ANAL GLANDS

 

What are Anal Glands?

The anal glands are small sacs with ducts which lead to the exterior. The lining of these sacs contains numerous modified sebaceous glands that produce a foul-smelling anal sac secretion. In the normal dog, this secretion is squeezed out a little at a time, as the animal defecates, on the surface of the faeces and acts as a territorial marker. The anal gland sacs are located under the tail either side of the rectum.
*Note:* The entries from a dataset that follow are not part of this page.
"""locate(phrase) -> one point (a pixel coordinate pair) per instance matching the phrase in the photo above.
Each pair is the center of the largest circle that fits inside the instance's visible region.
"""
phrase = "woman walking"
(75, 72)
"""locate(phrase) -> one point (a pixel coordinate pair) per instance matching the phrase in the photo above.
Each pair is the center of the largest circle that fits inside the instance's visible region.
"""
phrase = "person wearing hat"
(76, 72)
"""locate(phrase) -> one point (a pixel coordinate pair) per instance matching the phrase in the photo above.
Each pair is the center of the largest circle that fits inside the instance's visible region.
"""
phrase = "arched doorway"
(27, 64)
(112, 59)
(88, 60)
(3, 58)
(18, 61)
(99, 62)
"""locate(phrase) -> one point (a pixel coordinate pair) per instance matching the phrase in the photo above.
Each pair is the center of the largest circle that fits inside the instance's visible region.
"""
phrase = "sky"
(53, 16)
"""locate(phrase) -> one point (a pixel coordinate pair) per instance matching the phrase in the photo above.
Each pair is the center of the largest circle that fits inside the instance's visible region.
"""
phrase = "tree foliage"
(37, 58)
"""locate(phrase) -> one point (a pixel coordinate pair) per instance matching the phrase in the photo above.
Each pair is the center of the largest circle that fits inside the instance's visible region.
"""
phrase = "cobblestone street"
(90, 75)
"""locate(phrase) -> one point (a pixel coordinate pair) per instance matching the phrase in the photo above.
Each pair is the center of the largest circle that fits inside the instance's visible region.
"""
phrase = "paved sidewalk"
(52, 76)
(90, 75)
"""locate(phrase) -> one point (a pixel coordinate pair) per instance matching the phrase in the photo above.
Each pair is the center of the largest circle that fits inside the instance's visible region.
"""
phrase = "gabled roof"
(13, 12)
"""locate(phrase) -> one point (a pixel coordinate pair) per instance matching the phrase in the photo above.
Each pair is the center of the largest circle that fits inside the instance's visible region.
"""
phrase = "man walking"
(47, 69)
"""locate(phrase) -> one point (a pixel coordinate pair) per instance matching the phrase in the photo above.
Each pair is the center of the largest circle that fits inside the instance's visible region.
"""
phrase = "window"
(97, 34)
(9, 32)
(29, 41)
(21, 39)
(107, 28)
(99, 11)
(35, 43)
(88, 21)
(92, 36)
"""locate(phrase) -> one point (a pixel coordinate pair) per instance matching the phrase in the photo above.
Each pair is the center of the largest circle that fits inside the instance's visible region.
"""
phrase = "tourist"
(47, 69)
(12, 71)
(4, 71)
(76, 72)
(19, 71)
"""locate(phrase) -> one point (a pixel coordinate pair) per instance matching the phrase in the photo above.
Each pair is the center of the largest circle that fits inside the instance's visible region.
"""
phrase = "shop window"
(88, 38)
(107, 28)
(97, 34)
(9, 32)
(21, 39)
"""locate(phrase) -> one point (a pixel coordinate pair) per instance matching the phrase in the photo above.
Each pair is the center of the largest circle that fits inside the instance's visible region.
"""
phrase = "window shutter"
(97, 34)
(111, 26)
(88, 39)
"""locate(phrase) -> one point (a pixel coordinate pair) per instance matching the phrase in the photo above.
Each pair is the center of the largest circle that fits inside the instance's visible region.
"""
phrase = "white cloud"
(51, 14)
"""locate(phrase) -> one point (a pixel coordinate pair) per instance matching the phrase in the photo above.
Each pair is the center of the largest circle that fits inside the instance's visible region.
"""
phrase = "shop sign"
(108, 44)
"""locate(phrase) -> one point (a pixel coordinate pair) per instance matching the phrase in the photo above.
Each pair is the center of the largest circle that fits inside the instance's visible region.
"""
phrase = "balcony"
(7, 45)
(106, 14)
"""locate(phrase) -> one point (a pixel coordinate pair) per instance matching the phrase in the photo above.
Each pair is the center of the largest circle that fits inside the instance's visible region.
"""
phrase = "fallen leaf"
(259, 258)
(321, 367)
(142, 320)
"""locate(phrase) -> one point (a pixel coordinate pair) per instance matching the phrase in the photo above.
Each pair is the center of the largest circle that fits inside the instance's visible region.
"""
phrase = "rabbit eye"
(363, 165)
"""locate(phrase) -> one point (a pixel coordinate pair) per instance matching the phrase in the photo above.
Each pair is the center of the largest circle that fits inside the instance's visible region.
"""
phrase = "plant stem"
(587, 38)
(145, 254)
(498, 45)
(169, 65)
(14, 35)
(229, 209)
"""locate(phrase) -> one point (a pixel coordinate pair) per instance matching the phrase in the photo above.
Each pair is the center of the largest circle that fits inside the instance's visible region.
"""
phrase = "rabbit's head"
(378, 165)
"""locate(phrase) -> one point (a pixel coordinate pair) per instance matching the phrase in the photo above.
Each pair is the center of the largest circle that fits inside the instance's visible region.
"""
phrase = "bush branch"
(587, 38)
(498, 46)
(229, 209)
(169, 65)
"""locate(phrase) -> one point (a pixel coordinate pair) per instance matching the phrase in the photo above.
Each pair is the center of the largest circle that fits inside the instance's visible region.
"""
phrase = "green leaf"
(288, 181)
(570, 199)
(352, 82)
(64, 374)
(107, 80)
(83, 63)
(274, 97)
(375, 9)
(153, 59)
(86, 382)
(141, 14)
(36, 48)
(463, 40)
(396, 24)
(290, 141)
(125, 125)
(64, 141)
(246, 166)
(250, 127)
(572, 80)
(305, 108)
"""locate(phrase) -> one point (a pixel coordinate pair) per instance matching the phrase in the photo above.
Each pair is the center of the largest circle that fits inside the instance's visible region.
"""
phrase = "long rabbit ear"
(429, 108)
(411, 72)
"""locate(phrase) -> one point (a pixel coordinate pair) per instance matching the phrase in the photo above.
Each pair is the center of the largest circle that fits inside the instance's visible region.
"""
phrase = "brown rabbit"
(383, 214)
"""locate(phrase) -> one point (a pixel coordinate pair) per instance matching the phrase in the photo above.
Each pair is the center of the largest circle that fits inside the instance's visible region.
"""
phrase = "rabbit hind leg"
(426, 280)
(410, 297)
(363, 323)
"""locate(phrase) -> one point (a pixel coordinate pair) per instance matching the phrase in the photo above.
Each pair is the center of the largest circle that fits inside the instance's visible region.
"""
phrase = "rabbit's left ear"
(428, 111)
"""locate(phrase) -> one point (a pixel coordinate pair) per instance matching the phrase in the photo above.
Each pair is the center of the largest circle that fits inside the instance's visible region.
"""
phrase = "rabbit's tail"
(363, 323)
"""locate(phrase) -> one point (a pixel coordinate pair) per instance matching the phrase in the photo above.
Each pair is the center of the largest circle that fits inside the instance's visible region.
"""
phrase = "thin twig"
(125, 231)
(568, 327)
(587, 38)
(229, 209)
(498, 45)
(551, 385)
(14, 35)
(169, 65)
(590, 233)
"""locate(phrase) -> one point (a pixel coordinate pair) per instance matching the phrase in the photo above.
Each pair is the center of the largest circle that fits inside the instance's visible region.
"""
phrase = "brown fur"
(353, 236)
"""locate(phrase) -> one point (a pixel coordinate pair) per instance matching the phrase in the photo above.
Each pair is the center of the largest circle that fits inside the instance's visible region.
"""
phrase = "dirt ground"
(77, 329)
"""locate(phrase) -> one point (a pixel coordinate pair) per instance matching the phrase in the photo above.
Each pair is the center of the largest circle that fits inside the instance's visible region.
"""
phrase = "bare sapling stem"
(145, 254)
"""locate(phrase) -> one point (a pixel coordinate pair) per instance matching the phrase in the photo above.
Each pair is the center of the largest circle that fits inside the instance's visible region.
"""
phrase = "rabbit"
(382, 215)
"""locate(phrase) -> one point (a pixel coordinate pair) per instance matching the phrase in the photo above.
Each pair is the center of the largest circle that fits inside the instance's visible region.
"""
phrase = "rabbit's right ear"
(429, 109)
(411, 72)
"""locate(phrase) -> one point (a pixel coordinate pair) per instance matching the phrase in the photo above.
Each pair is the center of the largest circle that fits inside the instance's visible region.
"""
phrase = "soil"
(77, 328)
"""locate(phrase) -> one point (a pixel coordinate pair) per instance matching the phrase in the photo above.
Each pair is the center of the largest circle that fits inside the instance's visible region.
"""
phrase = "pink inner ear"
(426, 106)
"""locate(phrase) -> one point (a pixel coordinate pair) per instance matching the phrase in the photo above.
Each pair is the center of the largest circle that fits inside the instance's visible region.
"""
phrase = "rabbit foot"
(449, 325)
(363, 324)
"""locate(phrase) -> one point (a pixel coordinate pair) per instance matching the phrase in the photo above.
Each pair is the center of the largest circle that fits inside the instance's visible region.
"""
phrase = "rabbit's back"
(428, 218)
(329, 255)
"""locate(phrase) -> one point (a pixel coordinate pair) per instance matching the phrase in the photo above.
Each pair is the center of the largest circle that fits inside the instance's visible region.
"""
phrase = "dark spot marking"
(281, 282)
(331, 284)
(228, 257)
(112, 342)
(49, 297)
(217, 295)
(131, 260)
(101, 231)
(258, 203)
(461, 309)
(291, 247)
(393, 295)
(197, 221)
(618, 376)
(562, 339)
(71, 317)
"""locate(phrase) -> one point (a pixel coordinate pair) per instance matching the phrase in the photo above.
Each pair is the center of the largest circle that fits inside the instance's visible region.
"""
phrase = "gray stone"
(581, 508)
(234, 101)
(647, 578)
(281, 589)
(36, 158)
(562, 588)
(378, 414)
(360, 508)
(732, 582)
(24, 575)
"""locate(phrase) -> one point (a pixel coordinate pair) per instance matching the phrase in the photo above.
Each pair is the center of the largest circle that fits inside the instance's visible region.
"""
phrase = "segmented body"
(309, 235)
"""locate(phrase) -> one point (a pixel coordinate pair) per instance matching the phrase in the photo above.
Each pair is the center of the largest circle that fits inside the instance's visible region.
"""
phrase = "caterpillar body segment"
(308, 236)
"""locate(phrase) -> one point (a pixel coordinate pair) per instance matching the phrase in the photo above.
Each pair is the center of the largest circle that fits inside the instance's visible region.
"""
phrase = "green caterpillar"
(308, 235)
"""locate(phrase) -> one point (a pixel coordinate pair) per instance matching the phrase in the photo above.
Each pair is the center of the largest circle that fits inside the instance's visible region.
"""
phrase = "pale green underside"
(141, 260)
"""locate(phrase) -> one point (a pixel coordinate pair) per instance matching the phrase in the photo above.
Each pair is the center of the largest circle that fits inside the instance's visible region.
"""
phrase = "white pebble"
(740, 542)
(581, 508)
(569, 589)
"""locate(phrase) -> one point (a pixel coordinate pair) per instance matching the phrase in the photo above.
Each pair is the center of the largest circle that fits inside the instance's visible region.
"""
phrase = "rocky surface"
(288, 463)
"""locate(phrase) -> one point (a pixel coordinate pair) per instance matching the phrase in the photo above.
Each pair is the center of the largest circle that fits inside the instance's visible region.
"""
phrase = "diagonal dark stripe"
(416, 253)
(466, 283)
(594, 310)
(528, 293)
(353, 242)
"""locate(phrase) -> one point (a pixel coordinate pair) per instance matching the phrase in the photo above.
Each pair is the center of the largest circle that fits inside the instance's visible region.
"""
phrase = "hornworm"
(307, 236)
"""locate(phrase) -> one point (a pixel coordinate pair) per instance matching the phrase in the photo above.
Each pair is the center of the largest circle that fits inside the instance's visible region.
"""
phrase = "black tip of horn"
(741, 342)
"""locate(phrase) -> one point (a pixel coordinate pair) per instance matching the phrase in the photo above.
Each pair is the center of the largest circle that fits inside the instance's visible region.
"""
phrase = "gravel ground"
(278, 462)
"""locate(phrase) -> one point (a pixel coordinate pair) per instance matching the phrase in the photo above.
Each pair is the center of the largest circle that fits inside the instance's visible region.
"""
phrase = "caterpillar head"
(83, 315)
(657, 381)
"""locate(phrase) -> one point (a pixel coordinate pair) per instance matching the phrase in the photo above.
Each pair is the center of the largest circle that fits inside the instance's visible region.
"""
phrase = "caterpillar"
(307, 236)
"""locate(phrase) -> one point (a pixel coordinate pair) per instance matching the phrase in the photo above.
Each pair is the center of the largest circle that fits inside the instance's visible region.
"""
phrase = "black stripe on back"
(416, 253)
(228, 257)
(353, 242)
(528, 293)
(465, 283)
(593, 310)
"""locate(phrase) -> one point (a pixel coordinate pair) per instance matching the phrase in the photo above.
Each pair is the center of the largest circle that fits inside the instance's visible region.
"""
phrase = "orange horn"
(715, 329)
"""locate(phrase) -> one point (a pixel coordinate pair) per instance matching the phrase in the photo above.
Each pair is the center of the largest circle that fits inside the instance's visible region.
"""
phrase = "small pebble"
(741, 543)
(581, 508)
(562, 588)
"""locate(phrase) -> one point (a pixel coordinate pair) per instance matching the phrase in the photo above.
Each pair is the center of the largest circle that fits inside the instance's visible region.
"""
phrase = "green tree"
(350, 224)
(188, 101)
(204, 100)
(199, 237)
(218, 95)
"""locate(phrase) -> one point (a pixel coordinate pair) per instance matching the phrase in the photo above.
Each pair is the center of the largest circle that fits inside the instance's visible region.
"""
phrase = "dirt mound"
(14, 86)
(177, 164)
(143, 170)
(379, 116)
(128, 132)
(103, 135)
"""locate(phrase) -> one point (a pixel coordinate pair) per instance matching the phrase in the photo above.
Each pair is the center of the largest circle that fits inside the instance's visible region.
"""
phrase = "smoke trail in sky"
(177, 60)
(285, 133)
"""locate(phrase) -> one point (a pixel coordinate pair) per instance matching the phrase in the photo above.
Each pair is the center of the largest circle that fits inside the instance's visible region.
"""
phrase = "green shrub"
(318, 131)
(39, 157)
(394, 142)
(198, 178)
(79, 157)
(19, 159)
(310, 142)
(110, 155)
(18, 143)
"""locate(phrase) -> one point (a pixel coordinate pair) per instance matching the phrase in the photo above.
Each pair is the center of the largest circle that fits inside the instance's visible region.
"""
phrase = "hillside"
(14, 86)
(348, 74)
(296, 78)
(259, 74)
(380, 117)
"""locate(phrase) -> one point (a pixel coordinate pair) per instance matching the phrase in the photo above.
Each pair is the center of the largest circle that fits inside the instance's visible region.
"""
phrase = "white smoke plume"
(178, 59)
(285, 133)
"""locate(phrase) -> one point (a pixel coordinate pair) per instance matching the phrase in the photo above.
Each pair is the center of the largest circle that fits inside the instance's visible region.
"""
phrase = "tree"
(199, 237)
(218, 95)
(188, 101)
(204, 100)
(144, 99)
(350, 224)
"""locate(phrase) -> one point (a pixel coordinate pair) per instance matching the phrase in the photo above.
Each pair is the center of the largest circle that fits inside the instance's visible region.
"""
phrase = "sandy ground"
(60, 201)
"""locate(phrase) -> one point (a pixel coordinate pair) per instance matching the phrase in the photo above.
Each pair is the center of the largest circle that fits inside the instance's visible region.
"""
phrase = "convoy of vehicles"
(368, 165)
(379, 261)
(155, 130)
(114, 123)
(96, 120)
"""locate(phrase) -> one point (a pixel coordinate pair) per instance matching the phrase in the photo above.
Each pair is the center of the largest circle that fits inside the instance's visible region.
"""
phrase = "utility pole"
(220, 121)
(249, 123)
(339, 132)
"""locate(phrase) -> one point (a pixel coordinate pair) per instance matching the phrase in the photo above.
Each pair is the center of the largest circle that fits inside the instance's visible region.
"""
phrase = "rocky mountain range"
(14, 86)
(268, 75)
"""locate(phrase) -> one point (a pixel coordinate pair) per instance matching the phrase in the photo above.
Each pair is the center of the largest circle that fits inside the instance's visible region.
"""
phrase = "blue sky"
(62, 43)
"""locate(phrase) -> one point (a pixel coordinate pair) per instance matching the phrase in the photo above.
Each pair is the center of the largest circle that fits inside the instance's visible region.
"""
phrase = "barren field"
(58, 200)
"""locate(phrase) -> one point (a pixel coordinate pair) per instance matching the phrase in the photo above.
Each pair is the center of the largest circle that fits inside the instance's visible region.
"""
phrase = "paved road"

If the anal glands are not expressed correctly they can become impacted, making bowel movements difficult, painful and can lead to infections or abscesses. Impactions usually occur in small dog breeds and overweight dogs. Some dogs have anal sacs which are too far apart, the dog may have inherited malformations, or there may be a history of poor-quality foods. All of these reasons mean that the anal glands will need to be expressed manually. Some professional groomers do offer this service.

 

How do I know if my dog needs its anal glands expressed manually?

 

Dogs withanal gland discomfort show signs of biting/nibbling around their back end, scooting their bum along the floor or a strong, unpleasant odour.

 

Sacculitis (Anal Sac Infection)

 

Infection is recognised by a painful swelling on one or both sides of the anus. The anal secretions are thin, yellowish or blood tinged. The dog will scoot, lick and bite at their rear. Seek immediate vetinary attention if your dog is showing any of these signs. 

 

Anal Sac Abscess

 

Abscess is recognised by fever and the above signs of anal sac infection. The swelling, usually on one side, is red at first and then later turns into dark purple. Unlike anal gland infections, expressing the anal glands will not reduce the swelling. An abscess often ruptures through the adjacent skin, producing a draining tract. Seek immediate vetinary attention if your dog is showing any of these signs. 

 

How can I stop my dog having anal gland problems?

 

Invest in a high fibre diet which will create a bulkier stool. Although if this doesn’t help and the dog is repeatedly getting anal gland infections the glands may be removed. This is usually carried out as a last resort.  If your dogs suffers from anal gland problems then your vet or groomer can express them for you (highly recommended you don’t express them yourself).